Si tratta del passaggio del Rubicone da parte di Cesare il quale, con evidenza giuridica e storica, commette un atto illecito, un reato per le leggi di Roma e, pur tuttavia, gli eventi successivi cancellano il reato e rendono quell’azione eroica, necessaria per il bene della Res Publica, per la potenza di Roma, e come tale la memoria lo ha tramandato e lo ha reso fecondo di comprensioni e interpretazioni.
In relazione al vissuto tramandato dalla memoria storica interpretiamo e comprendiamo il presente e il passato e progettiamo il futuro, utilizzando esattamente le categorie interpretative, ovvero le connessioni di cui parla Dilthey.
Proprio questo ruolo della memoria di un passato che continua a vivere nel presente è evidente, nella nostra società politica e civile, e spiega una polemica in atto nella vita sociale.
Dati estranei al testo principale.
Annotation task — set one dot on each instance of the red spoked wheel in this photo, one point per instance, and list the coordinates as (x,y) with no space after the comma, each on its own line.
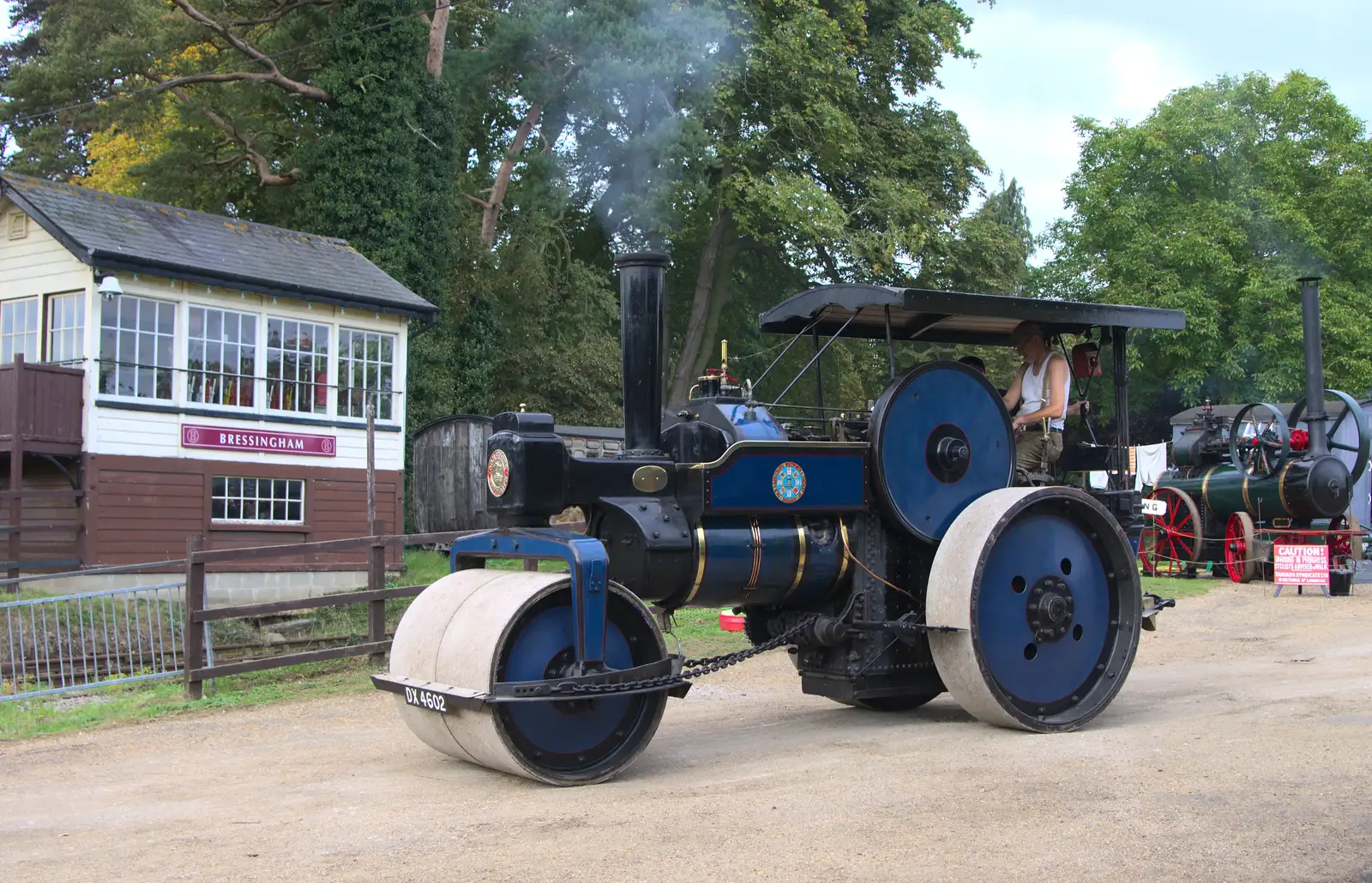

Qui da noi la dicotomia fascista e antifascista appare stringente e presente e viva tanto da chiedere a tutti di schierarsi rispetto ad essa mentre nessuno chiede invece di prendere posizione rispetto alla dicotomia stalinista e antistalinista.

La spiegazione sta appunto nel ruolo che la memoria dei vissuti continua a svolgere nell’interpretare e comprendere la nostra società politica e civile e nella progettazione di un futuro proficuo per l’intera comunità: noi abbiamo subito in passato gli effetti del fascismo ma non quelli dello stalinismo – che pure è durato di più – pertanto il nostro essere individuale e sociale, il nostro sentire privato e pubblico, i nostri timori individuali e collettivi sono tutti impregnati di quella memoria che quindi ci indirizza, ci condiziona, ci guida.
Quella memoria che è tramandata e richiamata non solo in occasioni celebrative ma quotidianamente nella toponomastica, nel linguaggio, nei rapporti interpersonali.
In conclusione, affinché la riflessione filosofica sul sé e sul mondo non si esaurisca in sterili riflessioni autoreferenziali e tecniche, lontane dal comune sentire e comprendere, gonfie di vacui scetticismi, occorre riflettere sul ruolo della memoria storicamente data e vissuta, ossia così come le esperienze passate siano state vissute e tramandate e come al presente siano ricordate.
Il primato della memoria storica e la sua attiva azione nella comprensione dell’Essere è la condizione per creare delle visioni del mondo presente e un futuro logico, vivibile e vantaggioso per tutti.